Strindberg é considerado o pai do teatro expressionista, sendo algumas de suas obras lidas a partir do gênero realista naturalista e outras mais tardias via simbolismo. Os credores está bem no meio dessa encruzilhada. Seu cenário é realista, seus personagens são naturalistas, mas a situação, disposta na forma tragicômica, é expressionista. Algumas marcas importantes: três personagens se encontram no hotel: o ex, o atual marido e a esposa. O que pode parecer um simples vaudeville se torna retrato das relações humanas que, talvez, só o bom teatro realista pode fornecer. Na abertura, o atual marido, Adolf, não sabe que Gustav é o ex de Tekla, sua esposa. Na sequência, Tekla não sabe que Gustav está no quarto ao lado ouvindo a conversa entre ela e o marido. No final, Tekla não sabe que Adolf está no quarto ao lado ouvindo a conversa entre ela e o ex-marido. Nos dois últimos pequenos atos, há uma peça dentro da peça e o mais importante desse jogo é que a parte principal, Tekla, desconhece isso. Esse, na verdade, é um recado da obra aos futuros realizadores: no teatro realista, a quarta parede precisa ser mantida. O expressionismo está na situação e não na realização.

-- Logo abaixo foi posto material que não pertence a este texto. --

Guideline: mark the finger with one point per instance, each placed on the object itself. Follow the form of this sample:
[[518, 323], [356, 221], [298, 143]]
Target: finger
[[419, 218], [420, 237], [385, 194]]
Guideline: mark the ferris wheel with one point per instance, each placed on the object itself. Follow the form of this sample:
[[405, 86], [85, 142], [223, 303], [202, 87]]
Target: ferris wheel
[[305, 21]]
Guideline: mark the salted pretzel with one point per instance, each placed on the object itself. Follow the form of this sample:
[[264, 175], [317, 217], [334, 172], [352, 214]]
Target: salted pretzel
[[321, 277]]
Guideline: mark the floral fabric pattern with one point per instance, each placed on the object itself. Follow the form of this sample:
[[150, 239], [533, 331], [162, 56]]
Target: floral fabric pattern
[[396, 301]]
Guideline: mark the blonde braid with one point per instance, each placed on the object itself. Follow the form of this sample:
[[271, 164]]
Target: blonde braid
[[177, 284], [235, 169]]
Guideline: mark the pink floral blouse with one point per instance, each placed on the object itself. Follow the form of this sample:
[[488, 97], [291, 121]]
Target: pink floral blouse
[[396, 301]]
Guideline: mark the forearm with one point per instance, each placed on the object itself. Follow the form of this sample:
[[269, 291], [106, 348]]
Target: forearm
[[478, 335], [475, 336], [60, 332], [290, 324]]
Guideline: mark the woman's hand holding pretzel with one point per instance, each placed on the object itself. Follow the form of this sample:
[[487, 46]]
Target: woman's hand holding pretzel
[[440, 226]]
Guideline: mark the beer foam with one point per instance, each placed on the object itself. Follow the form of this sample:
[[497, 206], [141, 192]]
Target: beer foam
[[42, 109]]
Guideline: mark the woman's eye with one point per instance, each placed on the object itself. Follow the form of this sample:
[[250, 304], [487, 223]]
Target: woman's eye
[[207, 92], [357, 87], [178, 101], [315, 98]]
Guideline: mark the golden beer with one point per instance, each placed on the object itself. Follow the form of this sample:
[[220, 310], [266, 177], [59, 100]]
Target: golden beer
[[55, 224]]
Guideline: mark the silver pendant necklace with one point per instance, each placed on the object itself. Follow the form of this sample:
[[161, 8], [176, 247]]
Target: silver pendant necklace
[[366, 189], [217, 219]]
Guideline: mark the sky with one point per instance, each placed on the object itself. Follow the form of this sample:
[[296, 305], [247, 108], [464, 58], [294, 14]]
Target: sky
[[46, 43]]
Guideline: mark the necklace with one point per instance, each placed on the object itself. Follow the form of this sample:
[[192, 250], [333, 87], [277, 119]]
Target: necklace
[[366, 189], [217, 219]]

Eduardo Tolentino, quando adapta Os credores para uma situação de galeria e organiza os atores para que eles, em vários momentos, busquem no público um certo contato visual, inibe qualquer chance de catarse, diminui as forças do texto, deixa a situação por demais previsível e, assim, muito entediante. O português extremamente correto dos personagens não foi adaptado para a nova situação. O figurino permanece bastante realista também. A situação de prisão vivida pelos personagens é marca naturalista mantida igualmente. O problema está no jogo entre os personagens e na relação com o público, esses sinais de que estamos diante de um novo ponto de vista sobre a obra.
Sergio Mastropasqua interpreta Gustavo, o ex-marido. Dos três atores, é quem sustenta a construção menos interessante justamente porque é quem mais joga (ou tenta jogar) com o público. Suas falas são ditas de forma irônica em várias ocasiões, a retórica se apresenta com pouca variação de tom, os gestos são enrijecidos, marcados, negativamente “teatrais”, nada naturais e, por tudo isso, bastante inverossímeis. O ator se movimenta no palco de forma muito precisa deixando ainda mais falsa sua performance. José Roberto Jardim (Adolf, o atual marido) e Sandra Corveloni (Tekla, a esposa), aparentemente mais concentrados no interior das quatro paredes, têm melhores resultados, embora sustentem marcas rígidas e pausas pouco críveis, sinais de que todos esses elementos concretizam uma concepção da direção. Bastante rica é a participação de Conrado Sardinha. Sem nenhuma fala e com atos a princípio bastante inexpressivos, o ator eleva a qualidade da peça nas poucas oportunidades que tem: seus olhares manifestam um personagem real, seu movimento tende ao natural e o modo como ele olha as cenas não traz nenhum registro de que estamos ali a observar-lhe.
Novos pontos de vista sobre obras são bem vindos sempre que estruturados em todos ou em vários aspectos necessários a sua viabilização. O contrário disso é desequilíbrio e insucesso. Nesse caso, monotonia.
* Texto escrito em setembro de 2011 por ocasião do 18º Porto Alegre em Cena.